But it will, one day, soon. Let’s say you work in an office in Brussels, Amsterdam, or some other city on the brink of majority Muslim status: so management installs a prayer room, and a few co-workers head off at the designated time, while the rest of you get on with what passes for work in the EU. A couple of years go by, and now a few more folks scoot off to the prayer room. And meanwhile everybody young and hip is Muslim. As Ferrigno recounts: “Shania X, the most popular country music recording star in the world, made her declaration of faith at the Grand Ole Opry. A week later, three major movie stars declared their submission . . . These high-profile conversions created a cascade effect.”
I can see that happening—not in America, perhaps, but in Britain: a former Spice Girl, three Premier League footballers, and, if not a cascade, at least trickle-down Islamics.
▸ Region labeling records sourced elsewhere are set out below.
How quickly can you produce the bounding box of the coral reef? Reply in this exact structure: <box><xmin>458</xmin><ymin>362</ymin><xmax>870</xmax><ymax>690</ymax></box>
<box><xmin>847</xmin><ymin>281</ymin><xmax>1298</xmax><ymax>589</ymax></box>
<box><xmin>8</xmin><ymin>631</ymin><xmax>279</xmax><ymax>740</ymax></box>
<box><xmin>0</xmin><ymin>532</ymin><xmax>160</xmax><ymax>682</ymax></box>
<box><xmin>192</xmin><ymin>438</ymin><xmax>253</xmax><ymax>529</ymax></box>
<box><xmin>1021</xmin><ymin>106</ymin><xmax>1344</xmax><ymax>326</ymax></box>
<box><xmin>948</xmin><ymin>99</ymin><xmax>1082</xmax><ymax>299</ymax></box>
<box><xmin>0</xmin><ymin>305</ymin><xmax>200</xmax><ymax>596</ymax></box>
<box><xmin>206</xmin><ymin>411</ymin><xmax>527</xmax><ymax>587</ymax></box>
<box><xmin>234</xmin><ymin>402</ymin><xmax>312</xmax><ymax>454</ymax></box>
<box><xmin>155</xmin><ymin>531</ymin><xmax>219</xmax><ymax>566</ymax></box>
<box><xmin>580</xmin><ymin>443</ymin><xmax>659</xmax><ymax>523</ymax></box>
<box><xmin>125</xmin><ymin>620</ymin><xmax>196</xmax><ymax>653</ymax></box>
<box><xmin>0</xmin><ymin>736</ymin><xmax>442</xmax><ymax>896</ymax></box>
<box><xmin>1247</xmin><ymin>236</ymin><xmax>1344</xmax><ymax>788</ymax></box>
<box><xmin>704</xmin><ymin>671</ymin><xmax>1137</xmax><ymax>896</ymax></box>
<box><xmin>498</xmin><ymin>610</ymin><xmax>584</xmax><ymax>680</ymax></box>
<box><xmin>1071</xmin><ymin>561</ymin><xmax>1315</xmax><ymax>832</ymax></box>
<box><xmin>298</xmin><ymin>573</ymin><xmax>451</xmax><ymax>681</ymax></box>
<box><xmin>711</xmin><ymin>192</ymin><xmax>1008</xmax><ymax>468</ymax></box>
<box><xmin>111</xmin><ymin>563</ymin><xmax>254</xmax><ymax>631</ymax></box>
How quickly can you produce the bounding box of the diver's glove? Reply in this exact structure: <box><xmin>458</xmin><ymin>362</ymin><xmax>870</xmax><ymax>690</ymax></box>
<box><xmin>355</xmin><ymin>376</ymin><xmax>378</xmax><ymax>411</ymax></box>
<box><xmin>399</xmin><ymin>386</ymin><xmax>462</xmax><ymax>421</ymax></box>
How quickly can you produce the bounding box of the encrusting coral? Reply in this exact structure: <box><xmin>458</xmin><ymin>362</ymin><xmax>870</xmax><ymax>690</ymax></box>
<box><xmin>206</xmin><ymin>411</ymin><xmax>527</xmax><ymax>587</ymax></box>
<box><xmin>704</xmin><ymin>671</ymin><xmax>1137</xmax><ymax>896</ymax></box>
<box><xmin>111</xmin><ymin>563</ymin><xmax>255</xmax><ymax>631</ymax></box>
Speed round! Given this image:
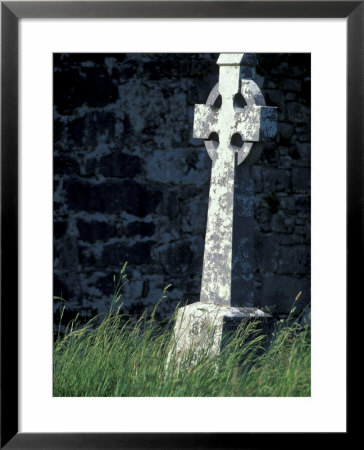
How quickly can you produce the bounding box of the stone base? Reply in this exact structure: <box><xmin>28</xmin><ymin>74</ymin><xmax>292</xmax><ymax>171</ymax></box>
<box><xmin>167</xmin><ymin>302</ymin><xmax>274</xmax><ymax>366</ymax></box>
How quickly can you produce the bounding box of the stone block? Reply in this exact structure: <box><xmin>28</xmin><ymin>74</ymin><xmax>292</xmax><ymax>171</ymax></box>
<box><xmin>291</xmin><ymin>168</ymin><xmax>311</xmax><ymax>194</ymax></box>
<box><xmin>65</xmin><ymin>178</ymin><xmax>162</xmax><ymax>217</ymax></box>
<box><xmin>282</xmin><ymin>78</ymin><xmax>302</xmax><ymax>92</ymax></box>
<box><xmin>287</xmin><ymin>102</ymin><xmax>311</xmax><ymax>123</ymax></box>
<box><xmin>77</xmin><ymin>219</ymin><xmax>115</xmax><ymax>243</ymax></box>
<box><xmin>277</xmin><ymin>245</ymin><xmax>310</xmax><ymax>275</ymax></box>
<box><xmin>102</xmin><ymin>240</ymin><xmax>155</xmax><ymax>267</ymax></box>
<box><xmin>167</xmin><ymin>302</ymin><xmax>274</xmax><ymax>367</ymax></box>
<box><xmin>98</xmin><ymin>151</ymin><xmax>143</xmax><ymax>178</ymax></box>
<box><xmin>263</xmin><ymin>167</ymin><xmax>289</xmax><ymax>192</ymax></box>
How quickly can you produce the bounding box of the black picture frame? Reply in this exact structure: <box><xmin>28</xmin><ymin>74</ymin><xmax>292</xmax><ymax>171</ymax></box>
<box><xmin>0</xmin><ymin>0</ymin><xmax>356</xmax><ymax>449</ymax></box>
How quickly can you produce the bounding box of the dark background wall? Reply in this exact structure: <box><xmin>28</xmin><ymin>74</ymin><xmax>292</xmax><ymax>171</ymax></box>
<box><xmin>54</xmin><ymin>53</ymin><xmax>310</xmax><ymax>321</ymax></box>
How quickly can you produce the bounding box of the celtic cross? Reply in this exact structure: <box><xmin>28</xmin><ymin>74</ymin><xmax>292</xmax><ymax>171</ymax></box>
<box><xmin>193</xmin><ymin>53</ymin><xmax>277</xmax><ymax>306</ymax></box>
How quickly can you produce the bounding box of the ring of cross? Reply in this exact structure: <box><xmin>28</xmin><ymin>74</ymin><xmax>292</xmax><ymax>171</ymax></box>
<box><xmin>205</xmin><ymin>79</ymin><xmax>265</xmax><ymax>165</ymax></box>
Why not fit in? Go along to get along . . .
Finally, a point of personal privilege, as the parliamentarians say. Reviewing Heart of the Assassin in FrontPage Magazine, David Forsmark noted:
“Here is a clue as to just how great Ferrigno’s Assassin trilogy is: giving a rave review to the first book was part of the indictment against columnist Mark Steyn when he was hauled before Canada’s so-called Human Rights Commission. Recommendations don’t come any higher than that.”
Indeed. Any self-respecting author would be proud to have “As Non-Recommended By The Canadian Human Rights Commission” emblazoned across his cover. What’s sadder is that Mr. Forsmark is correct: my review of Prayers for the Assassin was Exhibit No. 3 in the Canadian Islamic Congress’s indictment of Maclean’s systemic “Islamophobia.” The plaintiffs painstakingly listed every plot twist (“1) America will be an Islamic Republic by 2040 . . . 2) There will be a break for prayers during the Super Bowl,” etc.) without betraying any understanding that Robert Ferrigno’s book is a work of fiction.
Invited to prosecute a complaint resting on the proposition that discussing the plot points of a novel constitutes a “hate crime,” any justice system worth the name would have laughed it out of court. So, needless to say, the Canadian, British Columbia and Ontario “human rights” regimes took it seriously. Which is one of the more obvious reasons why any freeborn citizen should reject their jurisdiction: these self-aggrandizing statist hacks are simply too bone-crushingly stupid to have any say over your lives.
There are enough Muslim fans of Mr. Ferrigno for his novels to have been translated into Turkish and Arabic. But here’s how nutty Canadian “human rights” are: a publisher in Egypt is free to publish the “Islamophobic” Ferrigno. But a publisher in Canada will be dragged into court in Vancouver merely for running a favourable review.
You begin to see why the Old One fancies his chances.